It's true: ObamaCare will force some people to pay more for the same coverage

The architects of the Affordable Care Act, like everybody who understands health policy, knew this would happen. And they crafted the law in a way that would cushion the impact for most people. The most obvious method is those subsidies, which offset higher premiums in part or in whole for the majority of people buying coverage on the new exchanges. The law has other, less well-known provisions to help restrain insurance prices—most notable among them, a “medical-loss ratio” requirement that effectively limits how much profits insurers can make. These steps will reduce the number of people unable to find better coverage or facing the prospect of actual “rate shock.” But these steps won’t help everybody. Some people will end up with worse options.

You probably want to know how many people fall into this category. I do too! It’s impossible to be certain.

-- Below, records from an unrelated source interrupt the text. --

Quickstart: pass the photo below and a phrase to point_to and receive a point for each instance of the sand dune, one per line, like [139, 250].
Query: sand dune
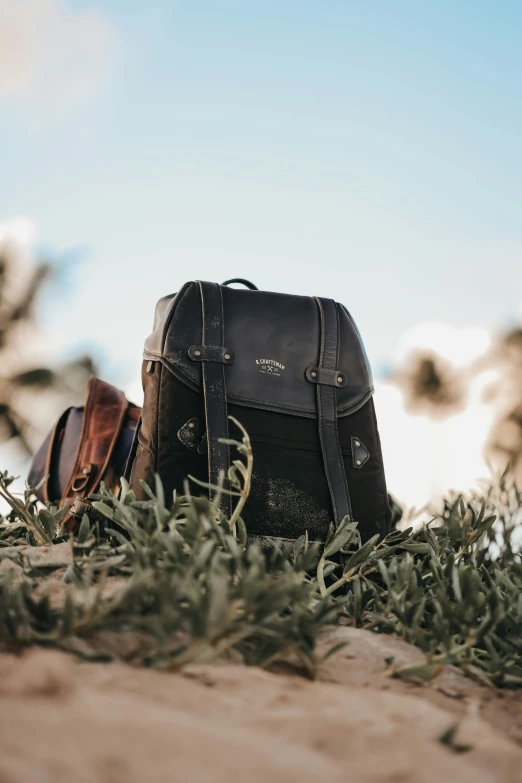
[63, 721]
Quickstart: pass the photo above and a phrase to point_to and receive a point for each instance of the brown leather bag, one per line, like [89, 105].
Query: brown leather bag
[87, 445]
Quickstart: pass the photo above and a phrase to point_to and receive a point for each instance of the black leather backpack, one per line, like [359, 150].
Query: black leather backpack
[294, 372]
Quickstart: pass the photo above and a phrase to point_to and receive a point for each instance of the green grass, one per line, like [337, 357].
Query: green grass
[163, 585]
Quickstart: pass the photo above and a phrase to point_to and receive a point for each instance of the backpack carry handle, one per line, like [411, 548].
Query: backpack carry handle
[244, 282]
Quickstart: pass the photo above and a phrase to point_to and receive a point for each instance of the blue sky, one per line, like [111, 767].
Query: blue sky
[366, 151]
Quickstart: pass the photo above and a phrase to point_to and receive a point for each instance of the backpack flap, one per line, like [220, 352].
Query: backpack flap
[273, 344]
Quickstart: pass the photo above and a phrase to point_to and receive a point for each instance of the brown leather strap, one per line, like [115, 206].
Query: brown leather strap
[105, 411]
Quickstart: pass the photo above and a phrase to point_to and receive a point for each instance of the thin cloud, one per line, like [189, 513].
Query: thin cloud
[52, 54]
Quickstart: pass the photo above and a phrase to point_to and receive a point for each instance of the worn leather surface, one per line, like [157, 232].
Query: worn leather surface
[87, 445]
[274, 339]
[327, 412]
[215, 391]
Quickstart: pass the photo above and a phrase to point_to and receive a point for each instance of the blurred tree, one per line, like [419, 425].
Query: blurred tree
[30, 383]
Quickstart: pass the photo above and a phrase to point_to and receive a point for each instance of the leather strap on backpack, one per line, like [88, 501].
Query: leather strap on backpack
[327, 410]
[103, 417]
[214, 387]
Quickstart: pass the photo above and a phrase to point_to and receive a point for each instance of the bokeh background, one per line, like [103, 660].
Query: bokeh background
[367, 151]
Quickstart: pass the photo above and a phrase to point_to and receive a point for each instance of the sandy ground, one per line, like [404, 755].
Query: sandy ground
[65, 721]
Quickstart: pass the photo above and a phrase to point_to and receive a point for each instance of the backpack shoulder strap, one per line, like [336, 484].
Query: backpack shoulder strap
[213, 356]
[327, 410]
[103, 417]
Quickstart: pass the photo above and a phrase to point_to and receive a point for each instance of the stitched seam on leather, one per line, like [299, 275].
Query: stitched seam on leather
[320, 420]
[203, 378]
[339, 450]
[227, 500]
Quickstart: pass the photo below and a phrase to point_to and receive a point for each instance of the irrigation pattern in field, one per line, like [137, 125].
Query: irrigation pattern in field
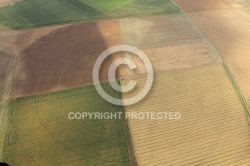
[212, 130]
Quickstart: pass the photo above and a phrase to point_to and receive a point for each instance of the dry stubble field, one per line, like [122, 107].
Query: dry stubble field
[213, 128]
[198, 5]
[169, 41]
[60, 60]
[229, 31]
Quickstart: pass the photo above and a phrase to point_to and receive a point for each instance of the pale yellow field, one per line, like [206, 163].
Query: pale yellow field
[213, 128]
[229, 31]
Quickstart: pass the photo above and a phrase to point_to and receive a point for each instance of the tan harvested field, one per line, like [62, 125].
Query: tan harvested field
[170, 42]
[8, 2]
[17, 41]
[60, 60]
[213, 129]
[206, 5]
[229, 31]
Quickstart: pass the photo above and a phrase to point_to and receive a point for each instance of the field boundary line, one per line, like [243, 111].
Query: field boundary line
[127, 130]
[6, 96]
[224, 63]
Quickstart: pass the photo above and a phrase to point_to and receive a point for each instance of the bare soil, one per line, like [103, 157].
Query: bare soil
[60, 60]
[17, 41]
[170, 43]
[229, 31]
[200, 5]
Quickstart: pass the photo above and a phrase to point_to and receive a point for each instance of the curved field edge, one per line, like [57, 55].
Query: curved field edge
[107, 5]
[40, 131]
[33, 13]
[6, 75]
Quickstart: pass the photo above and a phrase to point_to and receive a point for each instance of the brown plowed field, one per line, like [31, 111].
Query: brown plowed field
[229, 31]
[206, 5]
[170, 42]
[212, 130]
[17, 41]
[63, 59]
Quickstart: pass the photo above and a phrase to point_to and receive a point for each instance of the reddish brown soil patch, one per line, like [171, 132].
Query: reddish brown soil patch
[17, 41]
[202, 5]
[61, 60]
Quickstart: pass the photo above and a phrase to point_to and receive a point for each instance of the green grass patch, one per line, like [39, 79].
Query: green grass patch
[106, 5]
[32, 13]
[145, 7]
[41, 132]
[35, 13]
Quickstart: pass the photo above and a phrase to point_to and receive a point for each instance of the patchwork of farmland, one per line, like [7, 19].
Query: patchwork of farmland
[60, 60]
[213, 129]
[40, 132]
[34, 13]
[53, 77]
[233, 42]
[169, 41]
[197, 5]
[229, 31]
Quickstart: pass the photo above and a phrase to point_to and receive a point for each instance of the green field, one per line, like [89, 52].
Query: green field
[35, 13]
[40, 131]
[106, 5]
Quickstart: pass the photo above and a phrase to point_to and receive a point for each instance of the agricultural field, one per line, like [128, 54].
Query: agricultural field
[229, 31]
[208, 5]
[17, 41]
[6, 65]
[169, 41]
[40, 132]
[8, 2]
[34, 13]
[107, 5]
[5, 61]
[212, 130]
[60, 60]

The data on people buying their own insurance is incomplete, ambiguous, and conflicting. But most experts I’ve consulted believe that, of the small percentage of Americans who buy their own coverage, a minority should end up paying more next year. (For an alternative view, read Avik Roy of the Manhattan Institute.) The ones facing the most severe sticker shock will tend to be more affluent, since they will get little or no help from federal subsidies.

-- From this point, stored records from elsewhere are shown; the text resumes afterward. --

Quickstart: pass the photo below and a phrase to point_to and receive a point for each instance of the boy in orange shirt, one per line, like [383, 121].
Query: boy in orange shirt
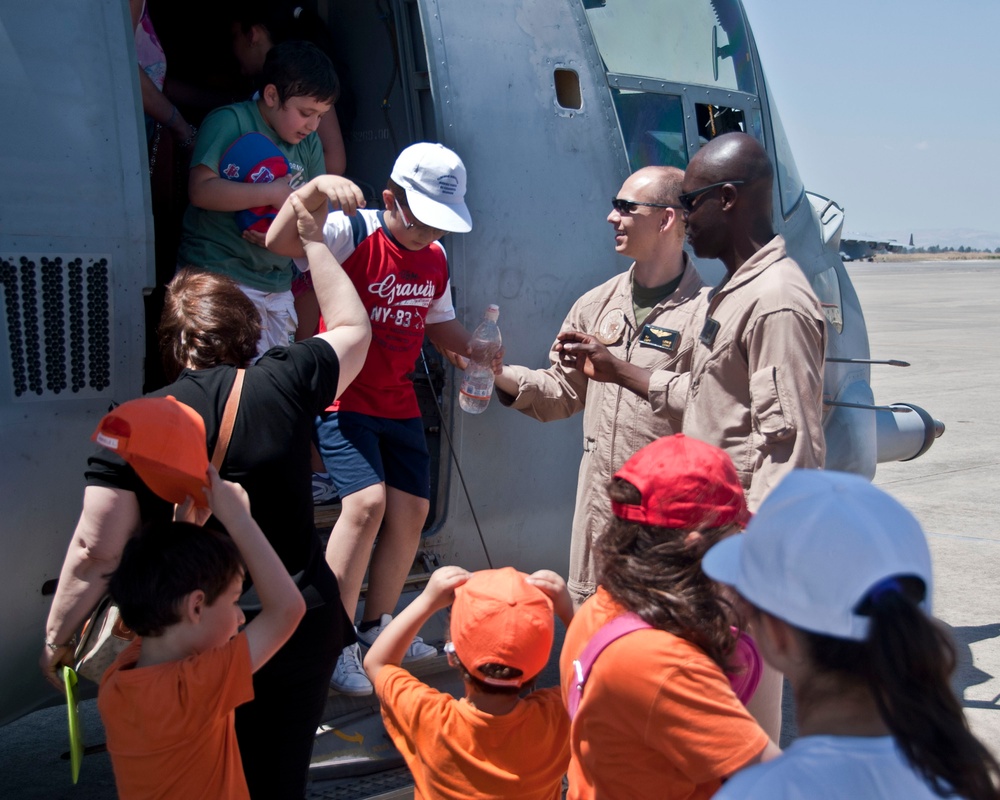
[168, 701]
[492, 743]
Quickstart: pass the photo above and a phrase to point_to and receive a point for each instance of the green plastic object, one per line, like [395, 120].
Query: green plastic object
[73, 715]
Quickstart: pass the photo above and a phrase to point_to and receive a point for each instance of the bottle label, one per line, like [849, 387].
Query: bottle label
[476, 392]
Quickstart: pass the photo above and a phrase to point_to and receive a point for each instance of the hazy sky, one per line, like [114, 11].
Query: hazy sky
[892, 107]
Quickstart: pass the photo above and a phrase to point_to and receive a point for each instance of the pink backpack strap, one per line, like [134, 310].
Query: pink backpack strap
[609, 632]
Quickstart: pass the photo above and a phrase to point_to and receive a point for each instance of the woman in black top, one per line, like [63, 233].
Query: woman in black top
[208, 329]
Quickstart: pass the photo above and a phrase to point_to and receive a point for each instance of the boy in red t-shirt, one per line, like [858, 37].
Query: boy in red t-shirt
[372, 439]
[492, 743]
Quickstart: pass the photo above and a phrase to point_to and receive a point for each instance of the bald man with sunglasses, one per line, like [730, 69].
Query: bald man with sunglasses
[755, 384]
[647, 317]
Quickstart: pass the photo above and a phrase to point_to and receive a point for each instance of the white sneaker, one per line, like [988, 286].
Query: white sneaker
[418, 650]
[349, 676]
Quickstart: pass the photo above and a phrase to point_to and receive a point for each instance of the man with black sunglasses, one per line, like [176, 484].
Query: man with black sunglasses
[755, 385]
[647, 319]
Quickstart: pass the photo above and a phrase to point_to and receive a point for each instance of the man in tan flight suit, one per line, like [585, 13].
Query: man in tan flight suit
[648, 316]
[755, 387]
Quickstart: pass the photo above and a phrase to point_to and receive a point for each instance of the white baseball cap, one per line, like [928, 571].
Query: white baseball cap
[819, 544]
[434, 180]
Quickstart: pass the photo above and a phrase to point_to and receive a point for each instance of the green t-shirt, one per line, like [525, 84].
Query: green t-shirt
[212, 239]
[645, 299]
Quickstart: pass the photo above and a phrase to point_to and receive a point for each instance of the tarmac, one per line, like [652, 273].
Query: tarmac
[943, 318]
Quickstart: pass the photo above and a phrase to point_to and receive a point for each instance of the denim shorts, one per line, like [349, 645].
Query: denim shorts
[360, 450]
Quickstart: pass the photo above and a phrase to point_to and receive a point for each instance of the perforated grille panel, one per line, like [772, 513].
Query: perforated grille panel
[57, 315]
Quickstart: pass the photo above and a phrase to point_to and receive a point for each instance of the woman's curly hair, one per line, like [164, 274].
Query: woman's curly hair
[206, 321]
[655, 573]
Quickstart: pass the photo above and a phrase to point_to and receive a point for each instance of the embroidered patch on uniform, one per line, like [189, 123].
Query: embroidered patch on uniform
[660, 338]
[709, 331]
[609, 329]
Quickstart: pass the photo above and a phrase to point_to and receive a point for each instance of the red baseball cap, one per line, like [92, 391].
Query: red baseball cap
[164, 442]
[684, 484]
[500, 618]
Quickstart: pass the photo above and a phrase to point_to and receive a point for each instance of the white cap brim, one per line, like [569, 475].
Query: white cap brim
[454, 218]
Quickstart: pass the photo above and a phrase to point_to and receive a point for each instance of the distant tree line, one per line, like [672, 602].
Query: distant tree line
[936, 248]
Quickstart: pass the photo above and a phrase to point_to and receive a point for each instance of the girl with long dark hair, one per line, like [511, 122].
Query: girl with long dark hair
[655, 714]
[837, 576]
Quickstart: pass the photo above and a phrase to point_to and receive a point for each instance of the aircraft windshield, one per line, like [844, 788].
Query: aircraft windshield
[681, 41]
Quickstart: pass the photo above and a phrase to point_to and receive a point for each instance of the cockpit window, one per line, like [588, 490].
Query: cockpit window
[682, 41]
[653, 128]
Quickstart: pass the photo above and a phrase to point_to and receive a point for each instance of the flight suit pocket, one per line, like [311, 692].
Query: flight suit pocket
[768, 406]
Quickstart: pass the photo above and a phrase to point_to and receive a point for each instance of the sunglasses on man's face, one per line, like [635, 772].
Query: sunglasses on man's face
[687, 199]
[631, 206]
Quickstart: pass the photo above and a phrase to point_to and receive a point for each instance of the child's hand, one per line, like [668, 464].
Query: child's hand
[229, 501]
[310, 230]
[554, 586]
[440, 591]
[342, 193]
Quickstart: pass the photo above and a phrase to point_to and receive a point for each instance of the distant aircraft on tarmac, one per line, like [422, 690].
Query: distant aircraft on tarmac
[551, 103]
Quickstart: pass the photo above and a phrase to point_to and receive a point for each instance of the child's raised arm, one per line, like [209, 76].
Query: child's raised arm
[348, 330]
[282, 606]
[321, 193]
[391, 644]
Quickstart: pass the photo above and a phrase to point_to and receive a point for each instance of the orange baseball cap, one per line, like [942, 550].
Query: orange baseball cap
[500, 618]
[164, 442]
[684, 484]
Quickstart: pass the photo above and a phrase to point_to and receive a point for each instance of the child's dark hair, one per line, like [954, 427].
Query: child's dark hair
[656, 574]
[300, 69]
[163, 564]
[499, 671]
[906, 663]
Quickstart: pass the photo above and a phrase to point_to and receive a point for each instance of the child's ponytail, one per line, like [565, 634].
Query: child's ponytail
[911, 659]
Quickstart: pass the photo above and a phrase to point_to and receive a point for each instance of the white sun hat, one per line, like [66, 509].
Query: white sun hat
[434, 179]
[819, 544]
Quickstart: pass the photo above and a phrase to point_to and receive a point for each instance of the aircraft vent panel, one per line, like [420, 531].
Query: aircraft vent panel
[56, 329]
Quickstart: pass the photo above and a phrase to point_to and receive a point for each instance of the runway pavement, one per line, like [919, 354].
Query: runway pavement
[944, 318]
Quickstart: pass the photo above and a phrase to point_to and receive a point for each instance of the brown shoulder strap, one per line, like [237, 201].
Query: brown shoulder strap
[228, 418]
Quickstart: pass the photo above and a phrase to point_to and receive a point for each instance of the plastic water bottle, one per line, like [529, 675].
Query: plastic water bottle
[477, 380]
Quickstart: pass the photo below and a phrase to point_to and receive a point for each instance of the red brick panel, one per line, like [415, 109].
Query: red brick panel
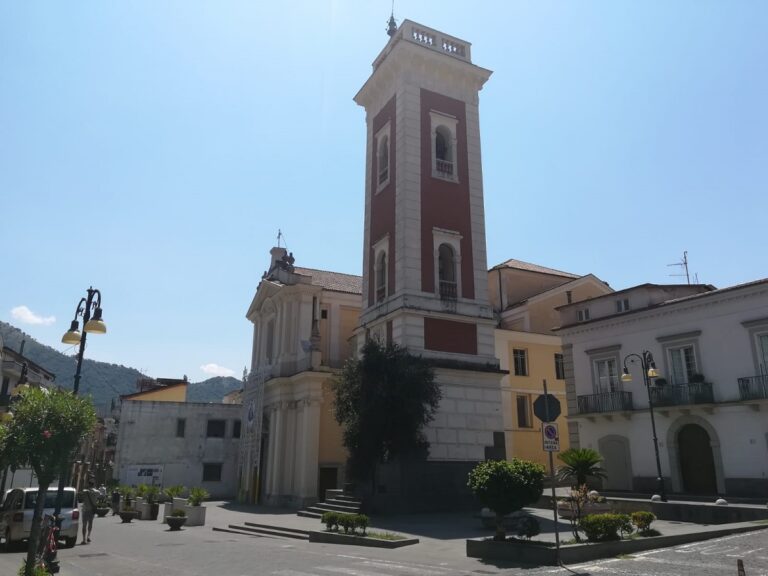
[449, 336]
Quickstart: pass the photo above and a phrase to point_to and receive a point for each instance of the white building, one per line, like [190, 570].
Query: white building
[168, 443]
[711, 350]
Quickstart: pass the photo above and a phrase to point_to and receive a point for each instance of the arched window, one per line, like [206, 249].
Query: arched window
[446, 272]
[381, 276]
[383, 159]
[443, 151]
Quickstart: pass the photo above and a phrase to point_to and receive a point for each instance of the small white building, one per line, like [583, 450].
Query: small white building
[168, 443]
[710, 400]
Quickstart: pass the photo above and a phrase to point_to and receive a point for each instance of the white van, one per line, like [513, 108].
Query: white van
[19, 506]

Of course, these people may not feel affluent. That’s particularly true if they live in an area where real estate, gasoline, and other routine costs make it expensive to live. The suburbs of Washington, D.C., where Laszewski lives, is one such place. San Francisco, where Hammock and Brothers live, is another. For a couple in either city making $70,000 or $80,000, which is just above the subsidy threshold, absorbing a few thousand dollars a year in extra health insurance premiums will probably seem like a big deal.